[<prev] [next>] [<thread-prev] [thread-next>] [day] [month] [year] [list]
Message-ID: <20070926133138.GA23187@elte.hu>
Date: Wed, 26 Sep 2007 15:31:38 +0200
From: Ingo Molnar <mingo@...e.hu>
To: David Schwartz <davids@...master.com>
Cc: "Linux-Kernel@...r. Kernel. Org" <linux-kernel@...r.kernel.org>,
Mike Galbraith <efault@....de>,
Peter Zijlstra <a.p.zijlstra@...llo.nl>,
Martin Michlmayr <tbm@...ius.com>,
Srivatsa Vaddagiri <vatsa@...ux.vnet.ibm.com>,
Stephen Hemminger <shemminger@...ux-foundation.org>
Subject: Re: Network slowdown due to CFS
* David Schwartz <davids@...master.com> wrote:
> > > I think the real fix would be for iperf to use blocking network IO
> > > though, or maybe to use a POSIX mutex or POSIX semaphores.
> >
> > So it's definitely not a bug in the kernel, only in iperf?
>
> Martin:
>
> Actually, in this case I think iperf is doing the right thing (though not
> the best thing) and the kernel is doing the wrong thing. [...]
it's not doing the right thing at all. I had a quick look at the source
code, and the reason for that weird yield usage was that there's a
locking bug in iperf's "Reporter thread" abstraction and apparently
instead of fixing the bug it was worked around via a horrible yield()
based user-space lock.
the (small) patch below fixes the iperf locking bug and removes the
yield() use. There are numerous immediate benefits of this patch:
- iperf uses _much_ less CPU time. On my Core2Duo test system, before
the patch it used up 100% CPU time to saturate 1 gigabit of network
traffic to another box. With the patch applied it now uses 9% of
CPU time.
- sys_sched_yield() is removed altogether
- i was able to measure much higher bandwidth over localhost for
example. This is the case for over-the-network measurements as well.

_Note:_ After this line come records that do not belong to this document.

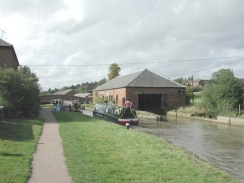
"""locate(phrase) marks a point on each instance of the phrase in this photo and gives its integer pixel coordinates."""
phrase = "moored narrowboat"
(116, 114)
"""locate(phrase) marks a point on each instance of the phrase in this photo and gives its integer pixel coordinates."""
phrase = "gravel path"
(48, 163)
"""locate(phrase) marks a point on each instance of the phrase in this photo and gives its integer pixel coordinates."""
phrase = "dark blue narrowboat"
(116, 114)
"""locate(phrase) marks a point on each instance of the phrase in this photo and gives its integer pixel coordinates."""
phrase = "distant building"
(146, 90)
(196, 82)
(8, 57)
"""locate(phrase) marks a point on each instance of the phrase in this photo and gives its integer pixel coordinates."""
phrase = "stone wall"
(172, 97)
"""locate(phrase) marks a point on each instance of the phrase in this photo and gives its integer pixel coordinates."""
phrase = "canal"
(218, 144)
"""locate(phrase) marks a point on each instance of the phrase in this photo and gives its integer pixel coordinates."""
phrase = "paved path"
(48, 164)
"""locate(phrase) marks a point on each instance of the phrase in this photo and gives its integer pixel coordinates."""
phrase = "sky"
(70, 42)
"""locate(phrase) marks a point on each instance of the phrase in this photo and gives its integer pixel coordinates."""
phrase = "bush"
(18, 92)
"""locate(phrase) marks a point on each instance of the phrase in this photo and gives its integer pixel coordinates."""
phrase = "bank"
(100, 151)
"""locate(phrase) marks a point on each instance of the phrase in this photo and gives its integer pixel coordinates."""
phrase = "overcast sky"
(67, 42)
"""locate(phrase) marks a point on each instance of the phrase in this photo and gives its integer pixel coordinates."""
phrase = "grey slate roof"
(143, 78)
(4, 43)
(82, 95)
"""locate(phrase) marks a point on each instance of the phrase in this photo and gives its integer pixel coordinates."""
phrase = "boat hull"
(112, 117)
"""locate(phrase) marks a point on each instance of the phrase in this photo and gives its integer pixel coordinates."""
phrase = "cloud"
(75, 41)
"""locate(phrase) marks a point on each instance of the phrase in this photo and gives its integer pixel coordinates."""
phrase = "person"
(127, 105)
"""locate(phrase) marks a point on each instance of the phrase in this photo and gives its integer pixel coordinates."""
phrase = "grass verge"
(18, 139)
(99, 151)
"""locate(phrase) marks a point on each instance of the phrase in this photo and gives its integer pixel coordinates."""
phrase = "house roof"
(82, 95)
(5, 44)
(143, 78)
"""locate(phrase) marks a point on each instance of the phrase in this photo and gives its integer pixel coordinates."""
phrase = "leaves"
(19, 91)
(114, 70)
(223, 93)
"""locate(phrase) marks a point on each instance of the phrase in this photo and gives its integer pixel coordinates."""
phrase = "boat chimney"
(127, 125)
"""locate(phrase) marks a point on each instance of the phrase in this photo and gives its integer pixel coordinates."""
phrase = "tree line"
(87, 87)
(19, 92)
(223, 94)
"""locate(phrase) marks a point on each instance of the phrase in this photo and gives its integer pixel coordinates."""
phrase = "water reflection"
(219, 144)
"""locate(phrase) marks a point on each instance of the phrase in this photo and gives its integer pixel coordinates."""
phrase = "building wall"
(8, 58)
(117, 95)
(172, 97)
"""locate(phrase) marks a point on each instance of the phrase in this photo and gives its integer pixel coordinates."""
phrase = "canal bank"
(218, 144)
(100, 151)
(220, 119)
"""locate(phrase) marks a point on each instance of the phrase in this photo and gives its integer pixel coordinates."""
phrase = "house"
(146, 90)
(65, 95)
(196, 82)
(8, 57)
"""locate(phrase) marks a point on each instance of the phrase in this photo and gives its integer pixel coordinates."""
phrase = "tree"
(102, 81)
(114, 70)
(222, 94)
(19, 91)
(26, 72)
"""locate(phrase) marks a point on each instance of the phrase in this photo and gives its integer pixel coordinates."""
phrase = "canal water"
(218, 144)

- the results are also more consistent and more deterministic, hence
more reliable as a benchmarking tool. (the reason for that is that
more CPU time is spent on actually delivering packets, instead of
mindlessly polling on the user-space "lock", so we actually max out
the CPU, instead of relying on the random proportion the workload was
able to make progress versus wasting CPU time on polling.)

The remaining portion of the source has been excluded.